Clinton's Budget To Feature Billions In Middle-Class Breaks
Money All The Talk On Weekly Talk Circuit
WASHINGTON (AllPolitics, Feb. 2) -- President Clinton will roll out a budget this week with $98 billion in tax cuts and the goal of a balanced bottom line by 2002, administration officials said today.
The tax cuts are designed to encourage education and home ownership, said Franklin Raines, director of the Office of Management and Budget.
"It's going to be a very targeted tax cut program that I think is going to make a meaningful difference for American families," Raines told NBC's "Meet the Press" program.
The proposals would include a $1,500 tax credit for college tuition and an extension of the capital gains tax exclusion on home sales to $500,000 per couple, Raines said.
Treasury Secretary Robert Rubin had the message to deliver.
"It focuses predominately on middle income tax cuts for education, and for child care and for savings," Rubin said on ABC's "This Week."
Administration officials have indicated the tax cuts would be partly offset by about $80 billion in revenues, including restoring an expired airport excise tax and closing corporate tax loopholes.
The real test of the president's fiscal 1998 budget, covering the year beginning Oct. 1, comes Thursday, when Clinton sends his proposal to Congress.
Republican leaders made accommodating noises.
"We're going to take the president's submission as a serious proposal, and we're going to see where we can go and how we can work with the White House and the Democrats," House Majority Leader Richard Armey (R-Texas) said on CNN's "Late Edition." (128K/10 sec. AIFF or WAV sound)
Sen. Pete Domenici (R-N.M.) indicated Republicans were willing to work with the White House.
"We ought to accept it as a major effort on the part of the president and say to the American people that we are willing to work from it," Domenici said after appearing on NBC.
Balanced Budget Amendment Jitters
On a related front, the proposed balanced budget amendment, an idea enjoying renewed life in Congress, still appears far from a done deal despite Republican optimism.
"I think that we have an excellent chance of passing a constitutional amendment to a balanced budget," said Senate Majority Leader Trent Lott. "I think we need it to actually get a balanced budget."
House Minority Leader Richard Gephardt was more measured.

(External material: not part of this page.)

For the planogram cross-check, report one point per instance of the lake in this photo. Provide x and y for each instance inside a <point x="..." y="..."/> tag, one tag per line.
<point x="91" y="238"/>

"I think if you get an amendment that exempts those two things, Social Security and a capital budget, you have an amendment that is workable," Gephardt said. "That will not be harmful in case you get into a recession."
Raines, in turn, came out against requiring a balanced budget by law, which could limit the government's ability to respond to financial gyrations.
"We think that it's unwise to put into the constitution a mechanism that enshrines for all time a particular way of measuring the budget," Raines said.
About That Welfare Reform
Facing opposition by Republican governors to suggested adjustments to the landmark welfare reform passed last year, White House Chief of Staff Erskine Bowles defended President Clinton's position.
Bowles, after addressing the National Governors' Association, said the White House wanted to restore some welfare benefits to legal immigrants, but conceded that may be difficult.
"He was very clear when he decided there were three basic areas where felt there needed to be some change," Bowles said. "First in the area of legal immigrants, second in the area of food stamps and third to give the governors some more flexibility."
Lott argued for a wait-and-see approach.
The Democratic governors advocating reform may have their work cut out for them. Even Gephardt counseled caution.
"I think now that it's passed, we need to let it go into being and then see the problems and then try to fix them," Gephardt said.
The governors, attending their conference in Washington, have separate meetings Monday with Clinton and Lott.
Correspondent Anthony Collings contributed to this report.